When the patella slips out of place — whether a partial or complete dislocation — it typically causes pain and loss of function and can lock your knee. Even if the patella slips back into place by itself, it will still require treatment to relieve the knee pain and swelling that will follow. Be sure to take your child to the doctor for a full examination to identify any damage to the knee joint and surrounding soft tissues as the act of the knee cap dislocating and going back into joint can knock of the highly specialised articular cartilage that covers the surface of the joint. This is an emergency and may require urgent surgery. Contact us if this happens or attend ED.



Cause



There are a several ways in which the kneecap can become unstable or dislocate. In many cases, the patella dislocates with very little force because of an abnormality in the structure of yours or your child's knee.



A shallow or uneven groove in the femur can make dislocation more likely.

Some children's ligaments are looser, making their joints extremely flexible and more prone to patellar dislocation. This occurs more often in girls, and the problem may affect both knees.




Children with cerebral palsy and Down syndrome may have kneecaps that dislocate frequently due to imbalance and muscle weakness.

Rarely, children are born with unstable kneecaps causing dislocations at a very early age, often without pain.

In children or patients with normal knee structure, patellar dislocations are often the result of a direct blow or a fall onto the knee. This incidence is more common in high-impact sports, such as football or rugby.



Investigation



We would want to examine your or your child’s knee and check to see how the leg is aligned and whether there is any rotational abnormalities that can increase the chances of patellar instability and recurrent dislocations. We also want to look for the laxity of the medial patellofemoral ligament (MPFL). tis is lax with hypermobility and in those where they have had damage to the ligament holding the knee cap in position. Patella Alta or the knee cap riding high can also increase the risk of dislocation.

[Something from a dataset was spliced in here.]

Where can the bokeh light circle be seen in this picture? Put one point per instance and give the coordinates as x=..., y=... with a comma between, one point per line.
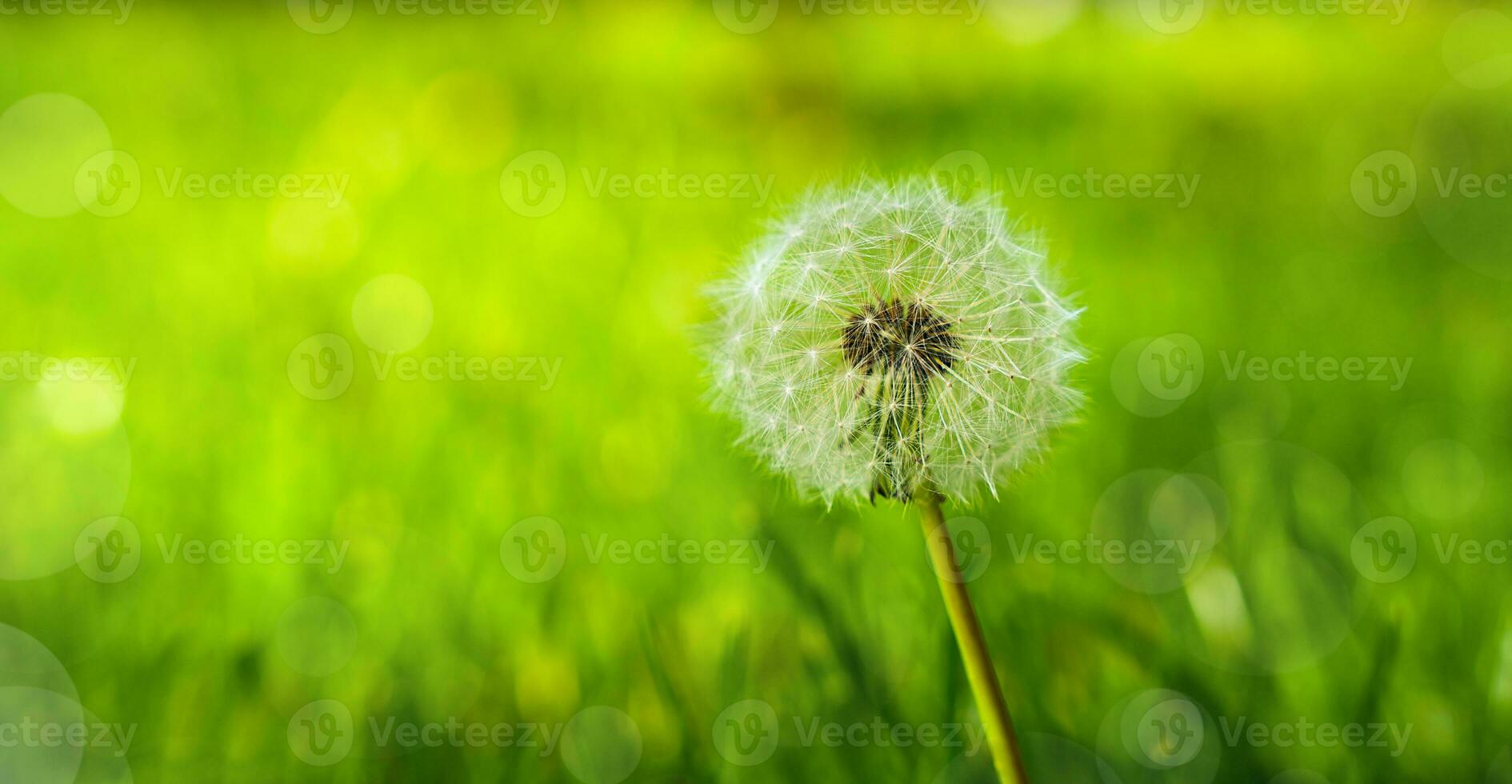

MRI scans would be ordered to look at the smooth articular cartilage to check for damage and also to look at how well developed the groove the knee cap runs in is developed. In the acute injury this MRI is vital at excluding a significant cartilage injury that might need urgent surgery.



Surgical Treatment



If yours or your child's patella dislocates multiple times, or continues to be unstable despite physiotherapy and bracing, surgery may be recommended to correct the problem. The type of surgery will depend on the cause of the unstable kneecap.


Surgical treatments often involve reconstructing the ligaments that hold the patella in place. This surgery is sometimes performed arthroscopically—using a tiny camera and miniature surgical instruments inserted through small incisions. Other surgeries include realignment of the angle of the leg or rotation of the leg with an osteotomy, a tibial tubercle or tuberosity ostetomy to move the attachment of the patella on to the shin bone (tibia) to allow it to glide in a straight line in the groove (trochlea) and finally if the groove is under-developed we may need to recreate the groove with a trochleoplasty.

At Wessex Knee Mr Frame uses his 10 year experience in 3D printing to create models from CT scan of your knee to help plan the complex knee reconstruction surgery required to get you back on your feet.